In any event, much still remains of Dublin’s core—despite the planning mistakes of the past 25 years. Indeed, city planners recently helped spur the revitalization of an area south of the Liffey by turning fashionable Grafton Street into a pedestrian mall. The magnificent quadrangles of historic Trinity College remain intact, the city’s legendary pubs still ring with spontaneous song and wit, and Dubliners are still fiercely proud of their remarkable liter-

ary heritage—created by such native sons as Oscar Wilde, James Joyce and a trio of Nobel Prize winners in literature: W. B. Yeats, George Bernard Shaw and Samuel Beckett.

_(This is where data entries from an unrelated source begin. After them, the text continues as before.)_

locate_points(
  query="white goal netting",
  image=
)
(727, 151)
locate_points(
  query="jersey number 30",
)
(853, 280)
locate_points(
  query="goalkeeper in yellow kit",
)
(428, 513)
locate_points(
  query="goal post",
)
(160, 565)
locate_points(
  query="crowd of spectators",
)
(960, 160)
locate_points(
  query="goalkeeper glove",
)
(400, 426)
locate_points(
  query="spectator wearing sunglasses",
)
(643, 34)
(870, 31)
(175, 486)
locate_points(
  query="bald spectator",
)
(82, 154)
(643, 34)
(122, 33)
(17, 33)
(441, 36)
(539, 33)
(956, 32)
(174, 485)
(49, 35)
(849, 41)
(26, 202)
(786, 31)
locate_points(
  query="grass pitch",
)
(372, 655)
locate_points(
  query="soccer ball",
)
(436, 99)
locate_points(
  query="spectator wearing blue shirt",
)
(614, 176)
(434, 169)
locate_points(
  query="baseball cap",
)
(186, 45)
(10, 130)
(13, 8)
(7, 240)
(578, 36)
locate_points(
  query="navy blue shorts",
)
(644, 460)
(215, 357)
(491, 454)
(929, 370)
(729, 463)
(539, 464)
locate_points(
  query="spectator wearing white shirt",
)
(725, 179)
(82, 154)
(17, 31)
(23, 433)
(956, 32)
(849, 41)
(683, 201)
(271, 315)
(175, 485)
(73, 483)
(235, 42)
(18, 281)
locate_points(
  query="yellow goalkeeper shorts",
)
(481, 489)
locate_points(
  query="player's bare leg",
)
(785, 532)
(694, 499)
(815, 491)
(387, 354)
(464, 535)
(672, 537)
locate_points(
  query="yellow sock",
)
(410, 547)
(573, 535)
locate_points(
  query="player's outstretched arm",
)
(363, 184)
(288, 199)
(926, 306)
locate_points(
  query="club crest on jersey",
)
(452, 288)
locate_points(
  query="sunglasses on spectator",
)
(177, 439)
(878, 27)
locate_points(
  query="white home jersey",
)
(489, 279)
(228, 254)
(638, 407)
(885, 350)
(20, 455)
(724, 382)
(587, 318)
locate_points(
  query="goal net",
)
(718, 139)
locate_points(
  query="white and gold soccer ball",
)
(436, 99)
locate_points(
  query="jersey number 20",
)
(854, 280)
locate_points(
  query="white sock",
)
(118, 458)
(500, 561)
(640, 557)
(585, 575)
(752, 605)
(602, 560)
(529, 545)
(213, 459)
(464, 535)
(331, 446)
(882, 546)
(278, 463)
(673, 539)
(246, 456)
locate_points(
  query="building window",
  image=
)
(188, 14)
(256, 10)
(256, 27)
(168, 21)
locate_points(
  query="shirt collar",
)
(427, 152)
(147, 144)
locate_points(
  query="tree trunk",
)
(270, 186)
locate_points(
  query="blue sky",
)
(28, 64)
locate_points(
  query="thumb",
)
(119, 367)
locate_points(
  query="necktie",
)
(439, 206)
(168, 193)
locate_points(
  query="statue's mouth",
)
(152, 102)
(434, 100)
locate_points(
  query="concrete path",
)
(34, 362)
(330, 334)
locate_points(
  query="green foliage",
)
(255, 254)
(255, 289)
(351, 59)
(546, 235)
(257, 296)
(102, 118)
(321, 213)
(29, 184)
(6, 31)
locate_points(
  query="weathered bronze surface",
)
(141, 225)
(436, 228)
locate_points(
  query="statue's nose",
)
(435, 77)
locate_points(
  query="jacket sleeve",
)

As well, the local and national governments have renewed campaigns to attract business to Dublin, where unemployment stands at 19 per cent—and is as high as 70 per cent in some depressed neighborhoods. Prime Minister Charles Haughey’s government is redeveloping 27 derelict acres near the mouth of the Liffey as an international financial services centre. When completed in 1993, the $400-million centre will contain 300,000 square feet of modern office space. Civic officials say that they hope

tax breaks will lure financial institutions to the new centre—and generate as many as 8,000 new jobs in the process. Declared Gus MacAmhlaigh, the secretary of the Customs House Docks Development Authority: “Thirty thousand people are leaving Ireland every year, and the tragedy is that most of them are young and well educated. It’s a terrible drain on the economy, and we have to give them a reason to come back.”

Meanwhile, the millennium celebration itself has brought much-needed new revenue to Dublin. Organizers say they expect that an additional 250,000 visitors will join the 1.3 million tourists who normally come to Dublin each year.

The officials estimate that those birthday visitors will spend $43 million in local hotels and restaurants alone. Still, they express the hope that Dubliners’ newfound pride in their city will not vanish when the millennial celebrations end on Dec. 31. Declared organizer Aisling Kilroy: “We want this feeling of hope to continue. We want to make sure that no one can sweep away Dublin’s heritage as they did in the past—because the people won’t allow it.” Dubliners still face many obstacles in their quest to restore their city to prosperity—but they have clearly embarked on that task with renewed vigor.